Let $(X,d)$ be a compact metric space and $\mu$ be a finite measure on the Borel $\sigma$-algebra $B_X$ on $X$. Then we have for all $A \in B_X$:
$\mu (A) = \inf \{\mu(Q) \ \vert \ A\subseteq Q, Q \ \text{open} \} = \sup \{\mu(K) \ \vert \ K\subseteq A, K \ \text{compact} \} $
So far, I have not had an successful idea how to tackle this problem. Thanks for any inspiration!
Best Answer
HINT:
Start with a compact subset $K$. $K$ is the intersection of a decreasing sequence of open subsets $$K = \bigcap_{n=1}^{\infty} \{ x \in X \ | \ d(x,K) < \frac{1}{n} \}$$
Hence $\mu(K) = \lim \mu(U_n)$ by general properties of finite measures.
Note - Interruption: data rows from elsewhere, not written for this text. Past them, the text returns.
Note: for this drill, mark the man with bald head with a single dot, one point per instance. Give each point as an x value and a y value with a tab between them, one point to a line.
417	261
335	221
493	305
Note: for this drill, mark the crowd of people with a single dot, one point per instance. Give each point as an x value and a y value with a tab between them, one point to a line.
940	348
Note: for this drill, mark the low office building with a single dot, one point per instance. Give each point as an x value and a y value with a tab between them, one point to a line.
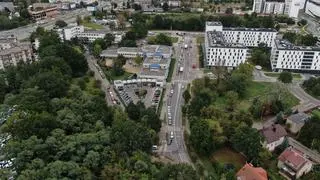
274	136
286	56
293	164
40	11
12	52
230	47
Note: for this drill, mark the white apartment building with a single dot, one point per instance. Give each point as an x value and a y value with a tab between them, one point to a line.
230	47
286	56
12	52
313	8
73	30
286	7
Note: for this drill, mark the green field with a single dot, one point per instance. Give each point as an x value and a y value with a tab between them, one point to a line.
272	74
258	89
91	25
228	156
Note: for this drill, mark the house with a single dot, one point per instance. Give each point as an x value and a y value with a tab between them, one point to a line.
249	172
274	136
293	163
296	121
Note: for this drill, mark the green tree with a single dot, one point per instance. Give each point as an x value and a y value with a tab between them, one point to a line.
285	77
247	140
201	137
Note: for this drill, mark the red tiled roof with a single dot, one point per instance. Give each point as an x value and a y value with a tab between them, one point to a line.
273	133
248	172
292	158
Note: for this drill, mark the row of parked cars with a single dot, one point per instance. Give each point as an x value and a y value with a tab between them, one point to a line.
156	96
124	95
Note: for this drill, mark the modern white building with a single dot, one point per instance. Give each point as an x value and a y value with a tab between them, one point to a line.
12	52
230	47
313	8
74	30
286	56
286	7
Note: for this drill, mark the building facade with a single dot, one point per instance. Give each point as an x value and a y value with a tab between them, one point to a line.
286	56
13	52
286	7
40	11
313	8
230	47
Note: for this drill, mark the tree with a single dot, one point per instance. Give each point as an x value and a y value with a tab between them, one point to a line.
232	98
186	96
97	50
247	140
201	137
138	60
285	77
165	6
60	23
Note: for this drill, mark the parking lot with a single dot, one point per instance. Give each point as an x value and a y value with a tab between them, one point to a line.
148	93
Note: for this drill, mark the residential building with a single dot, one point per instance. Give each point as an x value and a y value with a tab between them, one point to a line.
286	56
174	3
286	7
249	172
74	30
293	163
12	52
40	11
230	47
297	121
274	136
313	8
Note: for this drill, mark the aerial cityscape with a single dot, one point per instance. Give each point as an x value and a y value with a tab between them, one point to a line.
160	89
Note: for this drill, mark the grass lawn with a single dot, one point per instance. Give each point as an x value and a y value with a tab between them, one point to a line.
257	89
272	74
228	156
92	25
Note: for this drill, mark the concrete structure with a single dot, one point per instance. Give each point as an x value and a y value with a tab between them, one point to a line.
286	7
249	172
40	11
229	47
13	52
274	136
297	121
293	163
313	8
74	30
286	56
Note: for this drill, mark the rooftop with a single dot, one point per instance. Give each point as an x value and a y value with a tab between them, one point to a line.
216	39
155	60
293	158
273	133
299	118
249	172
286	45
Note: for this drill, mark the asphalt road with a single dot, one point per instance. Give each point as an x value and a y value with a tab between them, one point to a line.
25	31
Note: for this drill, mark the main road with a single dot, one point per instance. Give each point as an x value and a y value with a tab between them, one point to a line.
186	58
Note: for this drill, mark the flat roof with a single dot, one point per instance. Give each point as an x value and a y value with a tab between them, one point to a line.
283	44
216	39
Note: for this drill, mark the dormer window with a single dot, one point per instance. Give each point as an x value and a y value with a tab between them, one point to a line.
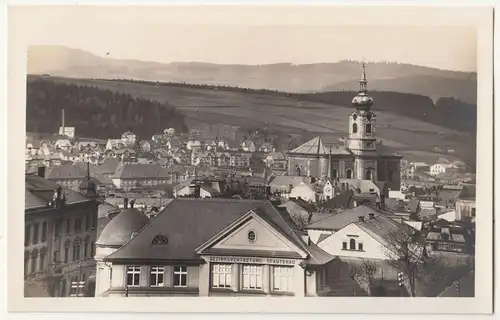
160	239
252	236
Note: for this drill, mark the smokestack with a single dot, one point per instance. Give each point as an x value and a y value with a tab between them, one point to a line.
41	171
64	131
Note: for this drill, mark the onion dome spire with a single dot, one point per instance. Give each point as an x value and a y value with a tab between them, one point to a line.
363	100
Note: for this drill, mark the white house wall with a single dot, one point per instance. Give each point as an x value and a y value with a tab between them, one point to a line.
372	249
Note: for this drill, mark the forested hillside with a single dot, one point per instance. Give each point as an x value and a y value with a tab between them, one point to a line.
96	112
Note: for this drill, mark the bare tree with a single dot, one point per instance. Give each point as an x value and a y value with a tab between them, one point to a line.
369	270
355	273
406	251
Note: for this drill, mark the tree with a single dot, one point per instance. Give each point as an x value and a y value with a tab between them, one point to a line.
407	254
355	273
369	269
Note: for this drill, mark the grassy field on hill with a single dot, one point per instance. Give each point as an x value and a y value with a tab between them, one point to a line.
415	139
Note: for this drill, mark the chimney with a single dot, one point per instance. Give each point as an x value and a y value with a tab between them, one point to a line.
41	171
63	129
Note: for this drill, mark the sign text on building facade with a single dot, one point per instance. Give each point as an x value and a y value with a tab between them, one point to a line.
253	260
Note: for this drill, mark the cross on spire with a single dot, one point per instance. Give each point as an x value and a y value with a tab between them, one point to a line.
362	81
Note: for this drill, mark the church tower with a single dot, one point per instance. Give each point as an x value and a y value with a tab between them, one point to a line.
362	141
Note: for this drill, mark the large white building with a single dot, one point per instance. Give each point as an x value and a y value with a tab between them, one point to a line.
209	247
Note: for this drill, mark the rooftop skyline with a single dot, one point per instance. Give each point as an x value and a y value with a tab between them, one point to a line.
164	37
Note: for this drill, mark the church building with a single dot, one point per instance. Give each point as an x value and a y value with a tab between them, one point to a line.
360	157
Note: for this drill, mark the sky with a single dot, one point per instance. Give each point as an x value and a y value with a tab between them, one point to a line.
161	38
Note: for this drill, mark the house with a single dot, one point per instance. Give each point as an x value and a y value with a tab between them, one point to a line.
465	205
304	191
248	146
266	147
438	168
276	160
63	144
145	145
234	248
283	185
59	239
130	176
129	138
115	144
417	167
200	188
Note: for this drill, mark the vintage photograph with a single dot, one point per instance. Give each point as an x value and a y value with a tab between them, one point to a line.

Consider the family $\mathcal{A}$ of subsets $A$ of $X$ with the following property: for every $\epsilon > 0$ there exist $K \subset A \subset U$, $K$ compact, $U$ open so that $$\mu(U\backslash K ) < \epsilon$$ We want to show that all the borel subsets satisfy this property. So we'll show that the family of these subsets if a $\Sigma$ algebra containing the compact subsets.
From the above, the compact subsets are in $\mathcal{A}$. Then if $A$ is in $\mathcal{A}$, so is $X \backslash A$. Indeed if $K \subset A \subset U$ then $X\backslash U \subset X\backslash A \subset X\backslash K$ ...
Now for countable unions. Let $A_1$, $A_2$ $\ldots$ in $\mathcal{A}$. Take $K_i \subset A_i \subset U_i$ and note that $(U_1\cup U_2\cup\ldots ) \backslash (K_1 \cup K_2\cup \ldots ) \subset (U_1\backslash K_1)\cup (U_2\backslash K_2)\cup \ldots$. Take $K_i \subset A_i \subset U_i$ so that $\mu(U_i\backslash K_i) < \epsilon/2^i$, and also note that we can approximate the infinite union of the $K_i$ with a finite union, which is compact.
Hence, the algebra $\mathcal{A}$ contains all the Borel subsets, which means that the measure $\mu$ is regular.
We only needed that compact subsets are countable intersections of open subsets. That is true if $X$ is a (compact) metric space, but may also hold for more general compact spaces ( see this example).